When did he pass away?


----------



## Arnold (Dec 19, 2009)

min0 lee said:


> When did he pass away?



he did not die.


----------



## villan (Dec 19, 2009)

min0 lee said:


> When did he pass away?


Next week


----------



## Curt James (Dec 19, 2009)

Dave's the man.


----------



## GFR (Dec 20, 2009)

Curt James said:


> Dave's the man.


Did he try to do the  reach around when you were taking that photo?


----------



## min0 lee (Dec 20, 2009)

Does Dave pluck his eyebrows?
Ewww.


----------



## jimmachak.com (Dec 22, 2009)

*Dave*

Dave is different... and he has made some huge mistakes over the years... but the guy definitely has done a lot for bodybuilding and has put in countless hours of dedication to the sport. While I don't 100% agree with his philosophy on the infamous keto diet, I respect that he backs most everything he says with scientific evidence. He is extremely knowledgeable and in his younger years came very close to becoming a doctor (I don't think at this point he is going to finish from what I have heard, especially with rxmuscle.com)... 

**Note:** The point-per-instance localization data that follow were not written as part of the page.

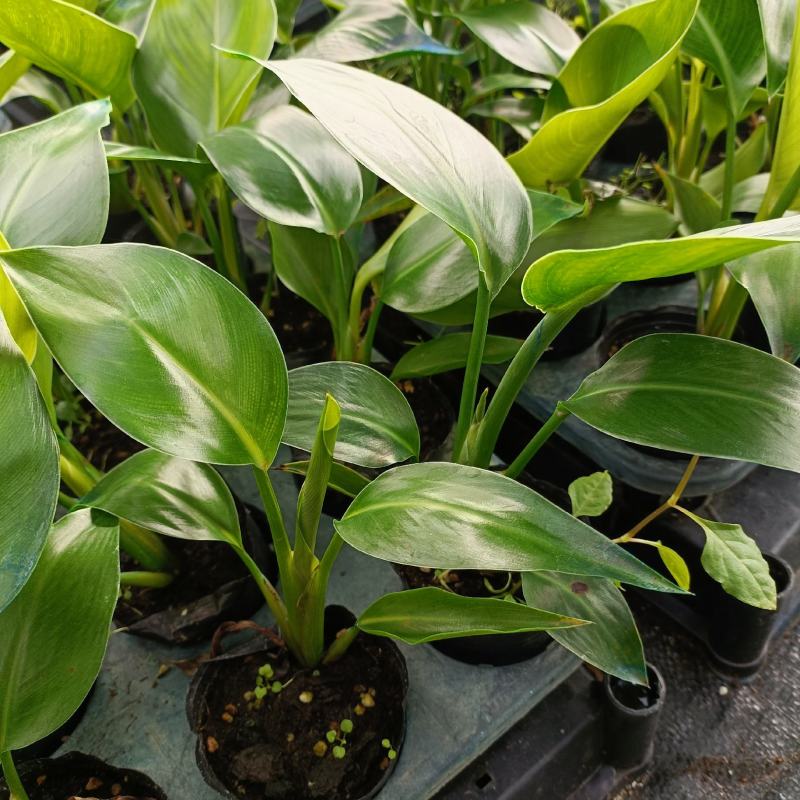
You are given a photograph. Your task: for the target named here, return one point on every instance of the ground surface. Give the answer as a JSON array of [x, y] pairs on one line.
[[720, 740]]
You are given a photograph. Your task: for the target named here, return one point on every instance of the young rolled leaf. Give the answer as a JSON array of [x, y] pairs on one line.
[[72, 43], [565, 276], [611, 642], [733, 558], [424, 151], [170, 496], [46, 668], [526, 34], [430, 614], [367, 29], [450, 352], [29, 465], [457, 517], [589, 101], [377, 427], [189, 90], [167, 349], [289, 169], [687, 393]]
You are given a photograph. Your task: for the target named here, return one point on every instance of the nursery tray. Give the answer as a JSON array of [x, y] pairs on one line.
[[455, 711]]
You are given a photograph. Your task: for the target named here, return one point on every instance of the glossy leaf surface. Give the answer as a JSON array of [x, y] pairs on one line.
[[686, 393], [170, 496], [377, 426], [416, 616], [163, 346], [457, 517], [72, 43], [188, 88], [289, 169], [46, 669]]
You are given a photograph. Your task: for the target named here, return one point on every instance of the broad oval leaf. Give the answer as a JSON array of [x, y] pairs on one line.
[[564, 276], [424, 151], [72, 43], [611, 642], [54, 179], [55, 631], [170, 496], [457, 517], [526, 34], [589, 101], [164, 347], [289, 169], [430, 614], [377, 426], [189, 89], [29, 465], [687, 393]]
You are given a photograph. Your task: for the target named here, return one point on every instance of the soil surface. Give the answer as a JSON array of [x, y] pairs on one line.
[[280, 748]]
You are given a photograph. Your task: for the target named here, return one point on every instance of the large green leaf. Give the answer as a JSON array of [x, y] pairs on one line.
[[55, 632], [567, 275], [188, 88], [526, 34], [424, 151], [289, 169], [72, 43], [726, 35], [590, 99], [367, 29], [611, 642], [427, 615], [54, 179], [29, 465], [687, 393], [452, 516], [163, 346], [170, 496], [377, 426]]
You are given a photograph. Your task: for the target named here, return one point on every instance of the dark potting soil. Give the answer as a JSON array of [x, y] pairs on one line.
[[280, 750]]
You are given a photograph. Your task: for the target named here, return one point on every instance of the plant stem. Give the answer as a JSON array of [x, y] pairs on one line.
[[671, 502], [469, 388], [12, 778], [535, 444]]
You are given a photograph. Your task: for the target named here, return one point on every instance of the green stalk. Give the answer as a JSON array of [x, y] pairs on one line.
[[514, 379], [12, 778]]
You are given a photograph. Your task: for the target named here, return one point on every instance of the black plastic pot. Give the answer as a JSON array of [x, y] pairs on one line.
[[212, 671], [76, 774], [632, 719]]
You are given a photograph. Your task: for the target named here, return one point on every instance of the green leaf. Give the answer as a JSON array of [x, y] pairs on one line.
[[29, 465], [54, 179], [424, 151], [526, 34], [611, 642], [686, 393], [591, 495], [370, 29], [170, 496], [416, 616], [377, 427], [55, 632], [457, 517], [589, 101], [72, 43], [733, 558], [565, 276], [163, 346], [727, 36], [189, 89], [289, 169], [450, 352]]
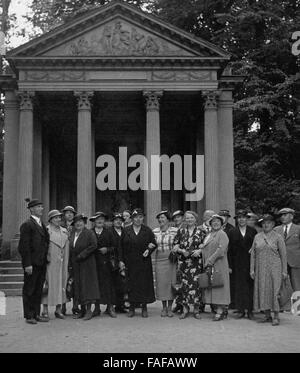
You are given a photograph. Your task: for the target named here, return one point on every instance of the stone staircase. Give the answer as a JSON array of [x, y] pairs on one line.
[[11, 278]]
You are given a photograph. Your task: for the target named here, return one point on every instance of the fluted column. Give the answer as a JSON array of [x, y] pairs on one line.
[[25, 165], [85, 154], [152, 197], [10, 171], [211, 151], [226, 158]]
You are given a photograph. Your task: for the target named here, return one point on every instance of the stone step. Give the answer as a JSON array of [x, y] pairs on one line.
[[12, 292], [10, 263], [10, 285], [11, 271], [11, 278]]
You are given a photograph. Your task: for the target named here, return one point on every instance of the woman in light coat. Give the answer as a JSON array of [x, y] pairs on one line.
[[57, 268], [214, 251]]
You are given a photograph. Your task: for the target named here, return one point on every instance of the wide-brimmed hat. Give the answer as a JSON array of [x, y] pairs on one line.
[[137, 211], [177, 213], [240, 213], [286, 210], [79, 217], [69, 208], [33, 202], [117, 215], [251, 215], [99, 214], [266, 217], [225, 213], [217, 216], [53, 213]]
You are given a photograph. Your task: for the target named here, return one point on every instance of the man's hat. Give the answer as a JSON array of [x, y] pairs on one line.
[[79, 217], [176, 213], [137, 211], [225, 213], [117, 215], [98, 214], [69, 208], [266, 217], [33, 202], [163, 212], [241, 213], [217, 216], [53, 213], [286, 210]]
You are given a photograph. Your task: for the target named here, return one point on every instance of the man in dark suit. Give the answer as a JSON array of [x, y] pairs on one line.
[[116, 232], [33, 248], [291, 234]]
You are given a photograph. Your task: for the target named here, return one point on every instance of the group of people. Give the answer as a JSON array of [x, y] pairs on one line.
[[111, 264]]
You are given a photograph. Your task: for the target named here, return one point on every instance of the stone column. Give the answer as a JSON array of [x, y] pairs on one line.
[[226, 158], [85, 169], [10, 170], [25, 165], [152, 197], [211, 151]]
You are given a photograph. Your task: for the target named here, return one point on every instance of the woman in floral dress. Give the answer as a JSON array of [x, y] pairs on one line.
[[187, 246]]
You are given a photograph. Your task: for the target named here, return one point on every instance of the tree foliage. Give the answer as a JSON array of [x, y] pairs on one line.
[[258, 36]]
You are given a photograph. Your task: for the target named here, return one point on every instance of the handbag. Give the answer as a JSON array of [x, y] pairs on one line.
[[211, 279], [45, 288], [285, 292], [173, 257], [70, 288]]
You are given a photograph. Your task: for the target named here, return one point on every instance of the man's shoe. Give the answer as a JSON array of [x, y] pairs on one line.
[[31, 321], [240, 315], [131, 313], [42, 319], [96, 312], [88, 315], [144, 313]]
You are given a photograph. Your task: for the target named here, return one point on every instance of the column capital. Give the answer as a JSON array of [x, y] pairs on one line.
[[152, 99], [211, 99], [26, 100], [84, 99]]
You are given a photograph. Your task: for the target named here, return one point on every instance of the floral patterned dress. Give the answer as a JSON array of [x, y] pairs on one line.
[[189, 268]]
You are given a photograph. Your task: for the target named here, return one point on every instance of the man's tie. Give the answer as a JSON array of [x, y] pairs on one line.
[[285, 232]]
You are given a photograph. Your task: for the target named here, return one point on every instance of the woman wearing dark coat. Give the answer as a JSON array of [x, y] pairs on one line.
[[104, 254], [240, 242], [83, 245], [136, 246]]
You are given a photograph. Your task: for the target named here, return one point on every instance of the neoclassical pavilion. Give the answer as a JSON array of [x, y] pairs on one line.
[[113, 77]]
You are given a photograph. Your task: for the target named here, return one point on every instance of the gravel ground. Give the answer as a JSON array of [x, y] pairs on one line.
[[152, 335]]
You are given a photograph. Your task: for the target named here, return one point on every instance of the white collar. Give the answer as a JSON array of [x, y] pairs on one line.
[[38, 220]]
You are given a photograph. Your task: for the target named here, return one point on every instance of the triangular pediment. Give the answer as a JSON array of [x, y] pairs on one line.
[[117, 30]]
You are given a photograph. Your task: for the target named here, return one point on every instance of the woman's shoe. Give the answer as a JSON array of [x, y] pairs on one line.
[[59, 315], [275, 322], [170, 313], [88, 315], [197, 315], [164, 313], [265, 320], [218, 317]]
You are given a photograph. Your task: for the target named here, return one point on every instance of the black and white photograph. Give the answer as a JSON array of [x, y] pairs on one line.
[[149, 179]]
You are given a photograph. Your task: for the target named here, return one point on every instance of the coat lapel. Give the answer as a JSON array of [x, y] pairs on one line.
[[42, 229]]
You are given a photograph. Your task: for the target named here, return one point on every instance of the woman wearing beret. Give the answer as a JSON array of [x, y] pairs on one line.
[[57, 268], [165, 270], [136, 246], [83, 245], [187, 246], [268, 268], [104, 254], [215, 248]]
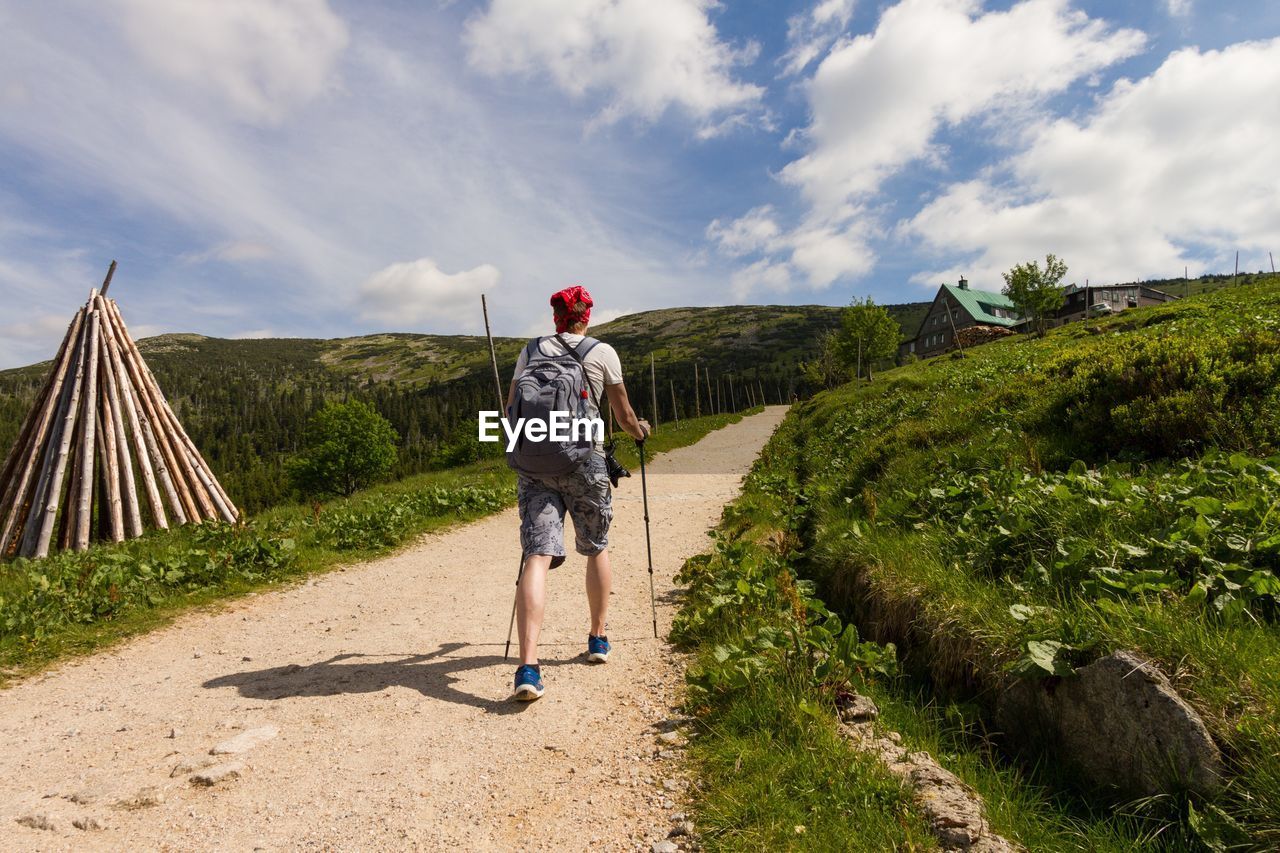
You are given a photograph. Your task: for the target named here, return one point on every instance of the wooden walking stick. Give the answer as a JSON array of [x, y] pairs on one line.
[[502, 407]]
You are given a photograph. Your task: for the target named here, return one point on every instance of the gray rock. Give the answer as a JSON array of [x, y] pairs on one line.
[[859, 708], [1120, 725], [218, 774], [37, 821], [245, 740], [191, 765], [91, 794], [144, 798]]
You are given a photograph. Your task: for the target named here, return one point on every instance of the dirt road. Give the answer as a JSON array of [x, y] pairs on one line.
[[369, 708]]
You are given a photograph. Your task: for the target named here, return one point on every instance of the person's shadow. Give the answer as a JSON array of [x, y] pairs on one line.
[[432, 674]]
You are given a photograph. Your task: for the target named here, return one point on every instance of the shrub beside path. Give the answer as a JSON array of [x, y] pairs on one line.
[[369, 707]]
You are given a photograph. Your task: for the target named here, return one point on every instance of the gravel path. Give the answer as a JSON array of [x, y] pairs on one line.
[[368, 708]]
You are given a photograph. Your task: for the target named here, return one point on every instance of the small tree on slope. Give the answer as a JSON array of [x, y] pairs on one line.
[[348, 446], [868, 332], [1036, 292]]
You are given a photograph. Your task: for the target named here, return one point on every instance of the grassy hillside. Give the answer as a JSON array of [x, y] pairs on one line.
[[1038, 503], [245, 402]]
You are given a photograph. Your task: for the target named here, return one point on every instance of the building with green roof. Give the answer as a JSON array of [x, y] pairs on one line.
[[955, 308]]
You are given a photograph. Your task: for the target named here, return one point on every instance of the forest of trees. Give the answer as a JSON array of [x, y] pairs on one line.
[[246, 404]]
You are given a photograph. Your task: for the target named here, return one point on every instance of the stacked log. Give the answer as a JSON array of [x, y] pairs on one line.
[[974, 334], [99, 425]]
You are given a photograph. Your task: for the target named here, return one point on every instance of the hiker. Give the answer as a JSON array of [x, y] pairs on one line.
[[583, 492]]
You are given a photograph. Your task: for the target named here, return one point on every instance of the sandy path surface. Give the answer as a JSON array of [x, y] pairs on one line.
[[382, 703]]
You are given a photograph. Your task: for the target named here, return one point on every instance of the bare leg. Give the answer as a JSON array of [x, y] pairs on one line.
[[531, 600], [599, 579]]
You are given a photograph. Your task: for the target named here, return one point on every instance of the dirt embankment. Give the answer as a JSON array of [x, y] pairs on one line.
[[369, 707]]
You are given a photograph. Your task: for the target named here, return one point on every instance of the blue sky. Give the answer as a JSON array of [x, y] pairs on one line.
[[324, 168]]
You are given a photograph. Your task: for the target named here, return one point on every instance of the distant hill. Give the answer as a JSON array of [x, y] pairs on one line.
[[246, 401]]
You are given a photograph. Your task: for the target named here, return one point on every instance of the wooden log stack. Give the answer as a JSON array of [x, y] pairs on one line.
[[101, 428]]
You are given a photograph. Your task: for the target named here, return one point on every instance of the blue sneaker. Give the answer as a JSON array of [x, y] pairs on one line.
[[597, 648], [529, 683]]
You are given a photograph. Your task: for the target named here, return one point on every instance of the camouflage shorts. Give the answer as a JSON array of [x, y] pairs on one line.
[[543, 501]]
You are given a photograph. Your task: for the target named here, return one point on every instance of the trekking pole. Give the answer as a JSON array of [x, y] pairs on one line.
[[648, 544], [497, 386], [515, 601]]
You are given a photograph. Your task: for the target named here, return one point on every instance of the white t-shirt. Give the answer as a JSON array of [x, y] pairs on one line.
[[602, 366]]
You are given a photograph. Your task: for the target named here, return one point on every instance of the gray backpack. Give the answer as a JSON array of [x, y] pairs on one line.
[[547, 384]]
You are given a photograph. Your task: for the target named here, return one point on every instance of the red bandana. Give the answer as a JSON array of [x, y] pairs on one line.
[[571, 306]]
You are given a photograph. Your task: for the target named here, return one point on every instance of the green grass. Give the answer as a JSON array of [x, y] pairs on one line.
[[1110, 486], [78, 603], [773, 778], [767, 749]]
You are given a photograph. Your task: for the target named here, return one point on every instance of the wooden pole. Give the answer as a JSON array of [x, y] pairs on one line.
[[110, 506], [71, 501], [18, 495], [698, 395], [493, 359], [41, 524], [653, 391], [120, 468], [106, 282], [8, 474], [156, 447], [176, 461], [88, 437], [110, 419], [144, 443]]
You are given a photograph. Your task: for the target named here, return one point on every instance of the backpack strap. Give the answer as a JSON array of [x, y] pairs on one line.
[[579, 352]]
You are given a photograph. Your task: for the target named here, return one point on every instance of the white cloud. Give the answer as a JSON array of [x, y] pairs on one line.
[[763, 276], [878, 100], [1166, 170], [40, 328], [410, 156], [814, 254], [644, 55], [419, 292], [263, 58], [812, 33], [878, 103], [754, 232]]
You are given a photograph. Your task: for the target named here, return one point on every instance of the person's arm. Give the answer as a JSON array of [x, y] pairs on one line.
[[626, 416]]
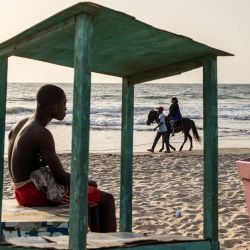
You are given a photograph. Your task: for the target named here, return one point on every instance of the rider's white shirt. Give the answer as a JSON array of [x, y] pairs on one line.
[[163, 127]]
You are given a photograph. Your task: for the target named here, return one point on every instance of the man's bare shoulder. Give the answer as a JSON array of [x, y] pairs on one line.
[[15, 130]]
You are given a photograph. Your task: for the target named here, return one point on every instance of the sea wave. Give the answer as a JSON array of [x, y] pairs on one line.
[[19, 110]]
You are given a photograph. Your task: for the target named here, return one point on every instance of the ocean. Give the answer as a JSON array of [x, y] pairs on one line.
[[233, 113]]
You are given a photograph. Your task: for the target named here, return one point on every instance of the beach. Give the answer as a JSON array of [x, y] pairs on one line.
[[164, 183]]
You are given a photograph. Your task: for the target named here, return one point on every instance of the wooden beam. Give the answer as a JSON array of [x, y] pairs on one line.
[[80, 133], [210, 150], [3, 93], [166, 71], [34, 38], [172, 245], [126, 156]]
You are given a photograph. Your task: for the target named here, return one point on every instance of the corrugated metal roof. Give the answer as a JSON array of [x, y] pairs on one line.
[[121, 45]]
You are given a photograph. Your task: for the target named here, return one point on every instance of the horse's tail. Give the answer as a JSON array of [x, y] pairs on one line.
[[195, 132]]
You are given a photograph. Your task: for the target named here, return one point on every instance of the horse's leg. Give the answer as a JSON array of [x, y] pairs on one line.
[[185, 139], [191, 141], [162, 147], [166, 137], [172, 147]]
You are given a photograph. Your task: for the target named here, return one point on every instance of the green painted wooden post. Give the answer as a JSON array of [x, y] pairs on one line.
[[3, 93], [80, 133], [126, 156], [210, 151]]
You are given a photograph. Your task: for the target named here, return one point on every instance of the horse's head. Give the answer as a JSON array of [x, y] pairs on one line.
[[152, 116]]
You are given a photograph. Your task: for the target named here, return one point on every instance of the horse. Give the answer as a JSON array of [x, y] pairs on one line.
[[186, 126]]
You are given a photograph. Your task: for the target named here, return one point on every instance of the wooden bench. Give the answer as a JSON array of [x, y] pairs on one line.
[[20, 221], [112, 241]]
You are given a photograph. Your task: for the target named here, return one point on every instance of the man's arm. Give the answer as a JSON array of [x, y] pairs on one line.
[[47, 144]]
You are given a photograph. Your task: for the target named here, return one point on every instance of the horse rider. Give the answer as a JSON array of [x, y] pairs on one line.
[[174, 114], [162, 130]]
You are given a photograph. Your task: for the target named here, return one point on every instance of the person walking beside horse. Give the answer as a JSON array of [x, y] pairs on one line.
[[162, 130], [174, 114]]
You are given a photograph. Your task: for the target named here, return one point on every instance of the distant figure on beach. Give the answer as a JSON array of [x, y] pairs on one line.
[[162, 131], [38, 175], [174, 114]]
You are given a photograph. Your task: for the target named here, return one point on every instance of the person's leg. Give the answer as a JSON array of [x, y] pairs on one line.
[[157, 137], [172, 126], [165, 137], [106, 209]]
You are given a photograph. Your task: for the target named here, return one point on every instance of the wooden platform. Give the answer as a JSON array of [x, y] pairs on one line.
[[112, 241], [20, 221], [12, 212]]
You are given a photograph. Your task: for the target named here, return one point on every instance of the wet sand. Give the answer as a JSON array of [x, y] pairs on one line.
[[164, 183]]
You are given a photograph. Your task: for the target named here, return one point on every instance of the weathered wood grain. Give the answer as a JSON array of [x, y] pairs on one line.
[[126, 156], [80, 133], [210, 121], [3, 93]]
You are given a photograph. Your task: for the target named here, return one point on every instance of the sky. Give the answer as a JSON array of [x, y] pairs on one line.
[[222, 24]]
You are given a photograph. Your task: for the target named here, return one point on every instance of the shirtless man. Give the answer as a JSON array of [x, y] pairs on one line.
[[34, 165]]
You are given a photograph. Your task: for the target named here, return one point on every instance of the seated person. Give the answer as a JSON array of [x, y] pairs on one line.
[[174, 114], [36, 170]]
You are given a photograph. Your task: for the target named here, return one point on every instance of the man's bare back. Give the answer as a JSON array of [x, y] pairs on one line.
[[27, 142], [32, 146]]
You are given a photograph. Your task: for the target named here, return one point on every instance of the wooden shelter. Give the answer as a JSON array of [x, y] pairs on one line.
[[93, 38]]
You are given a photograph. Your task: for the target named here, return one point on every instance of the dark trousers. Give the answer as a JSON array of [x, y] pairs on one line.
[[158, 136]]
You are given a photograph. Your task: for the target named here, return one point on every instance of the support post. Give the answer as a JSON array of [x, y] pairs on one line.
[[80, 133], [210, 151], [3, 93], [126, 156]]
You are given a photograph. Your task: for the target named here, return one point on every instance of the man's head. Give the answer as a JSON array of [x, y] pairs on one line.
[[174, 100], [52, 98], [160, 109]]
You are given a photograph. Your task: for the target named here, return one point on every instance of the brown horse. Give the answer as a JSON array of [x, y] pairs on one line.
[[185, 127]]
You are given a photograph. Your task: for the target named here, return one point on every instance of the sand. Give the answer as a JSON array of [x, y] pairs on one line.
[[164, 183]]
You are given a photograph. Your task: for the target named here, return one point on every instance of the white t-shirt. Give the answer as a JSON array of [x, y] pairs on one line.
[[163, 127]]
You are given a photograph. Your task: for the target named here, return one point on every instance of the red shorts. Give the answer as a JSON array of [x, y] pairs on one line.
[[29, 196]]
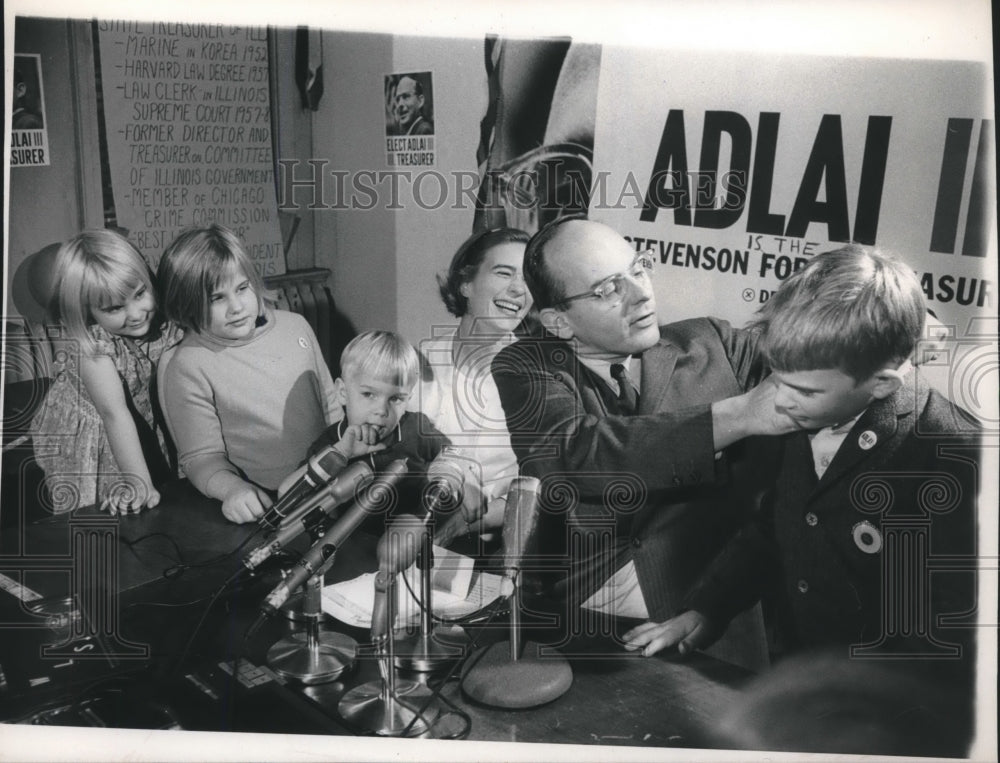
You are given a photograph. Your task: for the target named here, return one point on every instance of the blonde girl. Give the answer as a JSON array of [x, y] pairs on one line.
[[96, 436], [247, 391]]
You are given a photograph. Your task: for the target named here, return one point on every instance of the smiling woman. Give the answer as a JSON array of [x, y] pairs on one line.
[[485, 290], [247, 391], [96, 436]]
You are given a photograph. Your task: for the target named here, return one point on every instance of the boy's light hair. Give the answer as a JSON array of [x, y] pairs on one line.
[[194, 265], [854, 308], [94, 268], [380, 355]]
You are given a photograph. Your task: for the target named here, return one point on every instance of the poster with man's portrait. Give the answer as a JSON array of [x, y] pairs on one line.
[[29, 145], [409, 119]]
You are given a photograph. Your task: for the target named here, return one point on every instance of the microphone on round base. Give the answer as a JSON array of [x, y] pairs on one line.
[[535, 678], [515, 674]]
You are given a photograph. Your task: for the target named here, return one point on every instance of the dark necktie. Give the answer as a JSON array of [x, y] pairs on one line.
[[627, 395]]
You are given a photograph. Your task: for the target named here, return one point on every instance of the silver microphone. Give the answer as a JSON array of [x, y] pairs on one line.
[[378, 497], [311, 512]]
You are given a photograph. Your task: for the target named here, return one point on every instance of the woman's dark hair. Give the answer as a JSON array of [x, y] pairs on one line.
[[465, 264]]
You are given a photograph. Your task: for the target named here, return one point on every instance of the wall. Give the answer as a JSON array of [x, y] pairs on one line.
[[427, 234], [358, 246]]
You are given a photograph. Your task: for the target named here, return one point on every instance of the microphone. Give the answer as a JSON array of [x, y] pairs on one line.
[[320, 469], [379, 496], [311, 512], [445, 484]]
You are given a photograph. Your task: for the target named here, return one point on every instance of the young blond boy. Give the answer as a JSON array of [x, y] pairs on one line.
[[881, 479]]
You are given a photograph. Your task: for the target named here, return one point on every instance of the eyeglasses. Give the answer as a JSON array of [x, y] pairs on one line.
[[612, 289]]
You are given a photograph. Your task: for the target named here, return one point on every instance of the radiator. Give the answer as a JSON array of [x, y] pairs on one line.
[[30, 347]]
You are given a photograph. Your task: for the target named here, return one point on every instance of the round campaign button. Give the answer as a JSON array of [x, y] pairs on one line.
[[867, 440], [867, 537]]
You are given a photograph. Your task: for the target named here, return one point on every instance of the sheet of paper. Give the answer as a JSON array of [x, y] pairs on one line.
[[351, 601]]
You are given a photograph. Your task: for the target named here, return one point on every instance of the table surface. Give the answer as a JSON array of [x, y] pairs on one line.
[[616, 697]]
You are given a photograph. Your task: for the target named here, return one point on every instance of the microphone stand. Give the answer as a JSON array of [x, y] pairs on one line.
[[315, 654], [425, 652], [389, 706]]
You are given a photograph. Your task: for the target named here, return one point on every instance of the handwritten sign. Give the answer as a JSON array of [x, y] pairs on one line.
[[187, 112]]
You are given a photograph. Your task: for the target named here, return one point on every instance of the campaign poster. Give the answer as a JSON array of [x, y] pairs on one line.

Anyhow right, wrong, or in between I do respect him.


----------



## GFR (Dec 22, 2009)

min0 lee said:


> Does Dave pluck his eyebrows?
> Ewww.


No, just massive hair loss from 10g EW test cycles.


----------



## hardly krishna (Dec 23, 2009)

R.i.p


----------



## GFR (Dec 23, 2009)

hardly krishna said:


> R.i.p


Only 10 posts....you lazy cunt.


----------



## hardly krishna (Dec 23, 2009)

Patrick Bateman said:


> Only 10 posts....you lazy cunt.


not now asshole, i'm jacking off.


----------



## Arnold (Dec 23, 2009)

jimmachak.com said:


> Dave is different... and he has made some huge mistakes over the years... *but the guy definitely has done a lot for bodybuilding and has put in countless hours of dedication to the sport.*



Agreed, can't say I feel the same about his partner John Romano though.


----------



## villan (Dec 23, 2009)

I see his missus left him for pallechia


----------



## hardly krishna (Dec 23, 2009)

villan said:


> I see his missus left him for pallechia


REALLY???  Thats fucking hilarious.


----------



## Arnold (Dec 23, 2009)

yeah, i read that over at Rxmuscle, he is single now.


----------



## hardly krishna (Dec 24, 2009)

Robert D. said:


> yeah, i read that over at Rxmuscle, he is single now.


----------



## GFR (Dec 24, 2009)

villan said:


> I see *his missus *left him for pallechia


You mean that dude with the huge jaw he was dating?


----------



## dr pangloss (Dec 24, 2009)

Dave is a snake oil salesman that doesnt give a damn about anyone or anything but making money.

I've seen him misprepresent his Species crap over and over again.

Here's one i love:  "My Species Aromatase inhibitor is just as effective as Arimidex."

lol.  What a piece of crap that guy is.


----------



## dr pangloss (Dec 26, 2009)

Patrick Bateman said:


> You mean that dude with the huge jaw he was dating?


 

lol.


----------